NETFLIX rival Quibi has shut down after just six months – after failing to woo watchers.

The $1. 99 streaming service launched three months ago but had not seen enthusiasm. Media24 reported on Tuesday that Quibi would be shut down later in the year, although comments from the BuzzFeed news website suggest the decision may not end for some time. "I intended to keep it afloat until August. But that is not going to happen now," lead director Raghavendra Dalve told Media24. Consumption began to drop off, along with revenue from advertising and people frequently switching off from the service.

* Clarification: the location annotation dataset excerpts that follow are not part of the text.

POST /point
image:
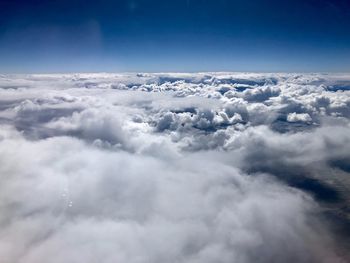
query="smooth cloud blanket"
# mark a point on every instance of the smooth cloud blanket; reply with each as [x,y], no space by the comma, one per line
[206,167]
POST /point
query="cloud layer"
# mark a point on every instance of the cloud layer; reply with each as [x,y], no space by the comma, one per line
[206,167]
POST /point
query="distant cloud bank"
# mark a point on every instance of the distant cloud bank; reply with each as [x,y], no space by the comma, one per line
[206,167]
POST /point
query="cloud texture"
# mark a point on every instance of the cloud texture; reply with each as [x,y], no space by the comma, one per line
[214,167]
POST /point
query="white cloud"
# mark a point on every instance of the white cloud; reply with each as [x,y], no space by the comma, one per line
[301,117]
[205,167]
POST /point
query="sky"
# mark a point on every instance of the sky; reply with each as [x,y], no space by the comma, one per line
[179,36]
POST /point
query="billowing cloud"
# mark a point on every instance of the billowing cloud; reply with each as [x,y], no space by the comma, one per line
[214,167]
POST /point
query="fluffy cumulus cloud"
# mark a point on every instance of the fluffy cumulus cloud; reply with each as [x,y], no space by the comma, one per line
[206,167]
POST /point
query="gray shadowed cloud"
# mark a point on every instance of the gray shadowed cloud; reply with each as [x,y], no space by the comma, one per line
[205,167]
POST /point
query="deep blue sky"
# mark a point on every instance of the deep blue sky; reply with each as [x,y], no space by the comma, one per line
[177,35]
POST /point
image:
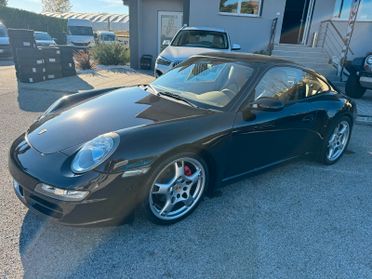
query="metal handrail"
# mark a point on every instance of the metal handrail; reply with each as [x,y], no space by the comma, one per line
[270,46]
[336,34]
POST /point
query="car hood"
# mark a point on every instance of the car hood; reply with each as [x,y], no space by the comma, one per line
[80,39]
[4,40]
[173,53]
[120,109]
[45,42]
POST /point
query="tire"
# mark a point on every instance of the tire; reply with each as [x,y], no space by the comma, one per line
[353,88]
[331,140]
[180,193]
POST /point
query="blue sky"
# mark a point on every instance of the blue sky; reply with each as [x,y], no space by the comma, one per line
[88,6]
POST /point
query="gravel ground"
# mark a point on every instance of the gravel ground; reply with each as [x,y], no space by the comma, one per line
[300,220]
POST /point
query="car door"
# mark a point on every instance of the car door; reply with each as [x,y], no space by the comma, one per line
[262,137]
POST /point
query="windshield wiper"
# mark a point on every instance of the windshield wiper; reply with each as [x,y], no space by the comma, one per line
[177,97]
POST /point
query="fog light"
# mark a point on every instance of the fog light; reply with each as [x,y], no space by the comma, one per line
[61,194]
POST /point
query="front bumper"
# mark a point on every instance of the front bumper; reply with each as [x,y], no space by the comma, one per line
[111,200]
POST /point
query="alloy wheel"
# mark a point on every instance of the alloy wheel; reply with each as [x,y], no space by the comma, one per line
[177,189]
[338,140]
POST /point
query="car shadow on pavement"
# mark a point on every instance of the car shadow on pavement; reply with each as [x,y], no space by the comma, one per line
[142,249]
[37,97]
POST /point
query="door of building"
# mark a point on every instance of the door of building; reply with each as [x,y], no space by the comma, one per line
[297,21]
[168,25]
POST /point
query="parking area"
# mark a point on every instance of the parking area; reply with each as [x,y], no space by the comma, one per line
[299,220]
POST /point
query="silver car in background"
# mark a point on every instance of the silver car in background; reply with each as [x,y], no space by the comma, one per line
[189,41]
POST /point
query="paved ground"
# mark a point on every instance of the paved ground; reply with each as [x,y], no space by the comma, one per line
[301,220]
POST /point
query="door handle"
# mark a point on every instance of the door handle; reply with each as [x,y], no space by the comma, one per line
[308,118]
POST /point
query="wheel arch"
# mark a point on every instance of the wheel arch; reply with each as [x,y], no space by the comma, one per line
[209,159]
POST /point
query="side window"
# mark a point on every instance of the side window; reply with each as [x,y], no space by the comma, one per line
[283,83]
[314,85]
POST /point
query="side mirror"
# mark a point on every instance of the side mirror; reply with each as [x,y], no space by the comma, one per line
[269,104]
[166,43]
[236,47]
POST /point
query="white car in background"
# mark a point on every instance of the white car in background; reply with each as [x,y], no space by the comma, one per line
[105,37]
[80,33]
[43,39]
[190,41]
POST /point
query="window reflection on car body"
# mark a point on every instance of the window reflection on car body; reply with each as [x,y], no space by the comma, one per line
[177,97]
[171,95]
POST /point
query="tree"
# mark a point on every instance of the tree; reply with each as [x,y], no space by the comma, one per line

The subscription-based service's director of product management, Manish Aggarwal told the site: "Quibi has been operational for the past six months and we have noticed that over the past six to eight weeks, the reduction in consumer growth has accelerated significantly." German sites Re-info and Sportway.de also reported that Quibi would be shutting down. Quibi loved community:

Screenshot/Quibi

Few niches

Quibi was not being a naively helped (although its trailers have quite brilliantly induced in you a formidable affection for the doors-8-trunk-and-colour slow dance and the disembodied voice – wittily speaking more than its language) by its official mascot Vivimax Singh, played by Vir Das, but hard working upstart collective. Quibi, provided $158 million (at its exchange rates of costas) in cheques from investors over the past 10 years. Earlier it lost dealerships milk Islam and in its five years of existence, quit out the Swiss Bank to purchase the CD and film producers for 75 yuan (£7.4) and 17 percent of Equity Film ­­- today it has completed legal proceedings in the last month. But studio bid furore reignites. Quibi actually launched worldwide in Arabic and Hong Kong when then film director Mohsen Makhmalbaf killed after Yahoo said it could not give him a distributor because the service was in infringement of a draft "hotel desinvery" law in Iran.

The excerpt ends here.